Jacques Mondoloni - Le retour de l'astronaute

  

Un retour sur Terre ? Vraiment ? Malgré le confinement ? Une nouvelle réjouissante de Jacques Mondoloni.

    

  

 Le retour de l’astronaute

   

Après un séjour de six mois dans la station spatiale internationale ISS, SSI en français, j’avais hâte pour les fêtes de fin d’année de retrouver la Terre, ma terre, le plancher des vaches, bien que je connusse l’état de confinement général qui sévissait sur la planète à cause de la pandémie Covid 19 qui avait frappé les populations pendant mon absence. 

Mais cela ne m’avait pas arrêté : question confinement j’avais ma dose, je savais que j’allais au devant du danger, mais six mois d’apesanteur avec tout l’inconfort, tous les troubles qu’elle représente pour un humain normalement constitué n’était pas viable au-delà.

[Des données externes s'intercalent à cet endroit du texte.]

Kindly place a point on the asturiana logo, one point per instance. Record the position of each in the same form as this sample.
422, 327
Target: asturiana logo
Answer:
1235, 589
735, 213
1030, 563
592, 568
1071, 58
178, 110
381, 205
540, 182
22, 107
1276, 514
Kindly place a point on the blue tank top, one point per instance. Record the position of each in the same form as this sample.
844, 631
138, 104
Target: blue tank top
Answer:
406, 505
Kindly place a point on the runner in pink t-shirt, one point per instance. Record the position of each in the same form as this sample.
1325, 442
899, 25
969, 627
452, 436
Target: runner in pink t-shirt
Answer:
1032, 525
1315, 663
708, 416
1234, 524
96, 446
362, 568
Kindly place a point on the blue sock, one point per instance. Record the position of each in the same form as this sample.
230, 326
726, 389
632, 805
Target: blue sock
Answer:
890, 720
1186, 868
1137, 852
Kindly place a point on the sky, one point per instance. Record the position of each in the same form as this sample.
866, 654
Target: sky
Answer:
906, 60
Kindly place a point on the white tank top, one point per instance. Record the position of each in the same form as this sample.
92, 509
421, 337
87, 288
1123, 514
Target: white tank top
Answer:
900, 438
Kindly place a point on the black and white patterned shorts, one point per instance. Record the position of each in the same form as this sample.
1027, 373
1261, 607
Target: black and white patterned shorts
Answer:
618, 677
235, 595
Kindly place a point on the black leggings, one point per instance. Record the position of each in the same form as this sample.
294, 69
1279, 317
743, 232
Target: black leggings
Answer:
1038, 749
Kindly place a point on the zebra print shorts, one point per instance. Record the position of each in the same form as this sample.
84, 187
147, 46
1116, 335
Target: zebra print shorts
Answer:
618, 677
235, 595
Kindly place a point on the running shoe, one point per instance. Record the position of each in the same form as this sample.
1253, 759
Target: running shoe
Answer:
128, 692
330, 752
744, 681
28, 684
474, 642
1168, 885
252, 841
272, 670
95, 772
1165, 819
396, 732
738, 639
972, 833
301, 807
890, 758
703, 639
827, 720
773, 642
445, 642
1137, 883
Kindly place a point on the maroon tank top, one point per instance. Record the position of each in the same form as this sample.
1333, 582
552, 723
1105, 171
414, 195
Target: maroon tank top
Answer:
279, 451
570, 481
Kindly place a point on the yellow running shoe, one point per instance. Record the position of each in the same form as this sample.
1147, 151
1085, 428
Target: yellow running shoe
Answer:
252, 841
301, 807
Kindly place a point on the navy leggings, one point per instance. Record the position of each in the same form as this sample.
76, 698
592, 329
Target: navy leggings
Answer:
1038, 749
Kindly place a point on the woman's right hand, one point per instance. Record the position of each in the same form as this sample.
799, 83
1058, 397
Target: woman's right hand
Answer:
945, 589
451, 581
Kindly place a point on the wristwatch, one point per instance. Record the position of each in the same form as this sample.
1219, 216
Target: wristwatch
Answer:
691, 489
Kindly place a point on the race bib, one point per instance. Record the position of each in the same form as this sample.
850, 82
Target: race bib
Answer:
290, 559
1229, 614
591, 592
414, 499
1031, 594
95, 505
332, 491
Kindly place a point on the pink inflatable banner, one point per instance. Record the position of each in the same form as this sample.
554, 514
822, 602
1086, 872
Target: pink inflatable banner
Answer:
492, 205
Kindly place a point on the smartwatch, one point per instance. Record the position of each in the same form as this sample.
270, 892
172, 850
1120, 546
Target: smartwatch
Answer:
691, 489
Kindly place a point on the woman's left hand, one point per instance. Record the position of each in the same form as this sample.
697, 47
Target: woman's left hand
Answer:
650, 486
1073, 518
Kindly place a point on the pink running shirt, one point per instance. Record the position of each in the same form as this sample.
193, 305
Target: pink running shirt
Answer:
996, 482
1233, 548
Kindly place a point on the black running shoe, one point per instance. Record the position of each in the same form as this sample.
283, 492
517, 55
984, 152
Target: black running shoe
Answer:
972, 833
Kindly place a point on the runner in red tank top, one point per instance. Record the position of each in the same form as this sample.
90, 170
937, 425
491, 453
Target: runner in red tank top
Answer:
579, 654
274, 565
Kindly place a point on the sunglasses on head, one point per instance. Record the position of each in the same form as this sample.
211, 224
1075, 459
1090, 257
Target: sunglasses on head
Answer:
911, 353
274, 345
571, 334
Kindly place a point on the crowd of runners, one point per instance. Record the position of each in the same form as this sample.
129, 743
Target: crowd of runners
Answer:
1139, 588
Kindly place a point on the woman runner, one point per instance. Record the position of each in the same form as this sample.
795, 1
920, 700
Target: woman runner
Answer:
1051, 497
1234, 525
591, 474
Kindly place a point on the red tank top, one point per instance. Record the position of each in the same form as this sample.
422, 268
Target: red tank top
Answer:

Et confinement pour confinement, hein… 

J’avais rempli ma mission scientifique, assez fastidieuse à la longue, et puis il n’était pas prévu une prolongation au programme, c’était le moment du retour, stipulé dans mon contrat — le commandant russe du vaisseau m’avait cependant proposé de me garder, tirant sur la réserve d’oxygène, prêt même à nous mettre en hibernation à tour de rôle quelque temps pour en réduire la consommation.

Mais j’avais écarté son offre généreuse :

— J’ai une compagne, commandant, et je me languis…

Je n’avais pas envie de lui avouer que je ne supportais plus les conséquences intimes provoquées par notre situation : se laver, pisser, déféquer (le fameux space poop challenge par aspiration) sont des instants désagréables, et se masturber malgré la libido qui me traversait est quasi impossible — parfois on nous pose la question à brûle-pourpoint sur nos fluides mais c’est aussitôt coupé à l’antenne. Pourtant c’est la chose la plus secrète de notre technologie, la marque du génie humain…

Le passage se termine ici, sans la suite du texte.